Your first point is that cities have grown at the expense of the rural
economy; that is, the growth of cities has been enabled by a transfer of
wealth from the primary industries of the countryside to secondary and
tertiary urban industries.
I'm a little of the Jane Jacobs school on this. In "The Economy of Cities"
Jacobs argues that cities came first and rural development came later, and
came in response to the growth of cities. In effect, the growth of cities
created the markets which enabled forestry, agriculture and other primary
industries to thrive, and generated the capital that needed for the
development of the countryside.

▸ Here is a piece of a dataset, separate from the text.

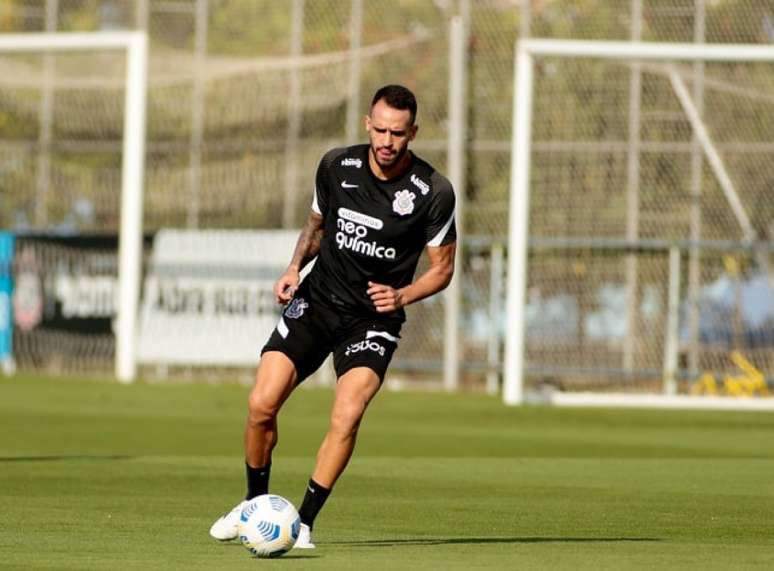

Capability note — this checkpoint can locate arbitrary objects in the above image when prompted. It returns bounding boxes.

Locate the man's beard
[371,145,408,168]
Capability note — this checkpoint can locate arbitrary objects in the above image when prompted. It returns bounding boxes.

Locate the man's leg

However, two things can happen to the
countryside as its development proceeds. One is that it can lose its
natural capital and become depleted and unproductive. The other is that
more efficient and cheaper sources and methods of supply can be found. Both
of these things happened to the western Canada of the 1950s. In
agriculture, for example, soils became depleted, and more efficient and less
labour-using methods of production were put in place, displacing many people
from farming. And in energy, the most accessible oil and gas reserves were
used up first and we are now into a higher cost energy industry.
What can happen, therefore, is that a particular countryside can become less
and less competitive in the urban marketplace unless it undergoes major
change. Such change has occurred in the primary industries of western
Canada over the past few decades, a result being the loss of rural
population and lifestyle.
You state that it is low transportation costs that has made the global
economy possible, and a soon to come rise in transport costs will make the
global economy unsustainable. It will result in the re-establishment of the
local economy as the dominant economic form. Capital will then move back
from the global to the local economy.
I would agree that the global economy is based on low transportation costs.

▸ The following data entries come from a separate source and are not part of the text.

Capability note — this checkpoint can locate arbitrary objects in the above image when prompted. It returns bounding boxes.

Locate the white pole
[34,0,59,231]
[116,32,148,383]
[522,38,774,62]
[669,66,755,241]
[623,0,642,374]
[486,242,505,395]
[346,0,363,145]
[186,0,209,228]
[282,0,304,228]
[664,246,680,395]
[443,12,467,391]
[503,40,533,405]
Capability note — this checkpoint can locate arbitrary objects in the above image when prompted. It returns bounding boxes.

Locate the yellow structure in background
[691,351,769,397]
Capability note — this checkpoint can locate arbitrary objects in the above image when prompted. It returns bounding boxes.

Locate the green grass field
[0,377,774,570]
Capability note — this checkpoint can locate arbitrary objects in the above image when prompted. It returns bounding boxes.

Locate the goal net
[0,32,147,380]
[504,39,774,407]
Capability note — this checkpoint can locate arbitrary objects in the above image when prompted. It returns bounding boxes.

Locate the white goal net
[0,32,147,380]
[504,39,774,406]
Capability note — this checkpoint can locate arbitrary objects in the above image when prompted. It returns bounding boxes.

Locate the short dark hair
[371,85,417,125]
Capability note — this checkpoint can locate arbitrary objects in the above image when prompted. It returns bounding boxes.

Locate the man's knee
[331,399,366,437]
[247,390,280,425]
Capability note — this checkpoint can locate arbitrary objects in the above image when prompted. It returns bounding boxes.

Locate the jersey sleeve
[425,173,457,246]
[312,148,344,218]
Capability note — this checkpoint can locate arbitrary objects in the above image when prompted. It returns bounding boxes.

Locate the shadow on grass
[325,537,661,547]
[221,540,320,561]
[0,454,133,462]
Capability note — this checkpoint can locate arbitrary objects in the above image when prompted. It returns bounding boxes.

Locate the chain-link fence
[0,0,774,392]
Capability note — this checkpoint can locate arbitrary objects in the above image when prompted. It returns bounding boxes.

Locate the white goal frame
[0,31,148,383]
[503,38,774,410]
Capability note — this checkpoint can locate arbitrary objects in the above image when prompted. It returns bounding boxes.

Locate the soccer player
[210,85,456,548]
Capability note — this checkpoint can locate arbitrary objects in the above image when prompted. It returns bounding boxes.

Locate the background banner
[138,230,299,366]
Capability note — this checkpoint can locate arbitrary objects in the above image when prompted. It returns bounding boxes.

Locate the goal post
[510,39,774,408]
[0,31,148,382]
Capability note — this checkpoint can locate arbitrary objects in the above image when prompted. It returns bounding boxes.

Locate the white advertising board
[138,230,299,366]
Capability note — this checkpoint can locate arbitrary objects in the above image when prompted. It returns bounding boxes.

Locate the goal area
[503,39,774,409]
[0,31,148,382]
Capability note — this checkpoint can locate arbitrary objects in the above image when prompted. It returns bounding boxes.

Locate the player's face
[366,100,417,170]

However, I would suggest that we are often unaware of just how far
transportation costs have fallen and just how much more efficient
transportation, and the use of transportation fuels, has become. You can
now move an enormous amount of material, and an enormous number of people,
at a fraction of the costs which applied even a few decades ago. Consider
the difference between the DC-3 of the 1930s, the Viscounts and Electras of
the 1960s, and the modern 747. Fuels have indeed become more expensive, as
much because of geopolitics as any real problem of supply. There has been
something of a race between greater fuel efficiency and higher fuel costs,
and so far greater fuel efficiency has won hands down except perhaps in the
case of the private car. This favorable situation may not last for ever,
but considering the vast fuel resources the world has, it could last for a
very long time. It is not something that I would lose sleep over.

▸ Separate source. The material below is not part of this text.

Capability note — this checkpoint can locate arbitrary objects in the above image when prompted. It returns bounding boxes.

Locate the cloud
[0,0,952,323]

I would also agree that the local economy is, and will remain, important.
But having the whole world retract to markets of 100 miles or so in size
does raise some questions, particularly with respect to industries which
must operate at a very large size because of economies of scale. For
example, how would build and pay for 747s in a localized economy? Or would
we no longer have 747s despite the fact that many people might still want to
travel more than 100 miles? What about electric power? Whether they are
nuclear, hydro or fossil fueled, huge facilities are required to meet the
demands of the highly populated, industrialized world we have. But then
perhaps the world would no longer be populated or industrialized, and
therefore it would not need much power.
What I'm saying, I guess, is that the costs of transportation would have to
rise enormously before local production of many of the things we use in our
day to day lives would make economic sense. And even then they wouldn't
make economic sense because the costs would be prohibitive to most
populations living within a hundred mile radius. The reason that trade
takes place is because someone else, in another region, can make something
more cheaply than we can. It makes sense to buy it from him even after
transport costs are added on. But what I hear you and Jay Hanson and
perhaps Douthwaite (though I have not read him) saying is that transport
costs will rise to a level at which no trade makes sense. The local
economy will then have to make sense, whatever its resources and cost
structure. It sounds a little like the Irish having nothing but potatoes to
eat. I'm sorry, but that does not sound like an appealing world to me. We
should do our utmost to avoid it.
You argue that the retraction of capital to the local level will make
multilateral agreements like NAFTA and MAI worthless. Sorry, I don't agree
that there will be a retraction. You can't put the genie back in the
bottle. We are now into a global society and will stay there. And I'm not
saying this is good or bad. I'm merely stating the fact that it is
happening, and we'd better learn to live with it.